A lo largo de todos estos años Dios me ha ido poniendo delante circunstancias y personas muy concretas a través de las cuales he ido conociendo Quién es Cristo. Para mí Cristo no es una idea o un pensamiento, y la fe no es un bonito sentimiento. Para mí Cristo es una Persona, real y presente, aquí y ahora, y la fe es ese gran Don que se nos concede dentro de la Iglesia y que nos permite conocer, reconocer tal Presencia. Realmente no hay que ir a ningún sitio en especial, no hay que salir de la realidad en la que cada uno vive, donde se le puede reconocer, donde se le puede encontrar. Ha sido a través de testigos, a través de testimonios de vida que me han remitido a Otro.

Y es que podemos pasar por encima de la vida como el surfista pasa por encima de las olas, sin preguntarnos, sin estremecernos, sin conmovernos ante hechos que ven nuestros ojos. Podemos pasar por la vida sin juzgar la realidad que vivimos, sin ir hasta el fondo... Yo simplemente he mirado a mi alrededor y he encontrado a personas que viven de una forma distinta. Todos conocemos tales personas que nos llaman la atención porque tienen ese “algo especial”, como solemos decir con frecuencia... personas ante cuyas vidas me he preguntado por qué viven así o Quién hace posible que vivan así. También ante la persona de Jesús se preguntaban “¿quién es éste?, porque no era como los demás. Y lo que he encontrado en estas personas ha sido a Cristo”.

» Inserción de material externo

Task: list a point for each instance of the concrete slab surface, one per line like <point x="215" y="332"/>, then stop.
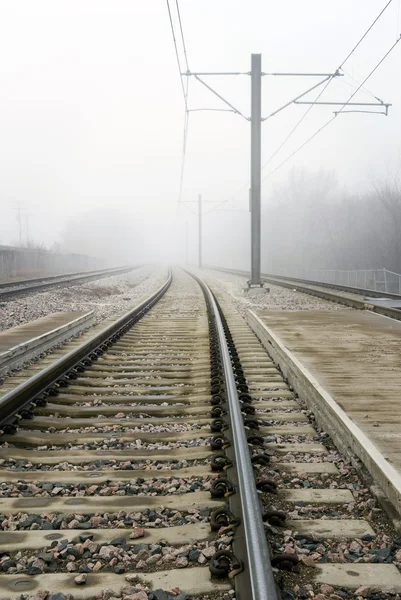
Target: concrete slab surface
<point x="95" y="504"/>
<point x="315" y="496"/>
<point x="36" y="540"/>
<point x="355" y="356"/>
<point x="191" y="581"/>
<point x="383" y="578"/>
<point x="331" y="528"/>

Termino: “Éste es mi deseo -dice Sofía-, que todos conozcan a Cristo... Mi vida por Cristo y desde Él, y a través de la oración, por todos vosotros, por toda la humanidad. Es desde la oración el modo en el que puedo llegar a todos abrazaros a todos”. Hermanos, que Cristo nos abra los ojos y el corazón para dejarnos conmover por testimonios como éste".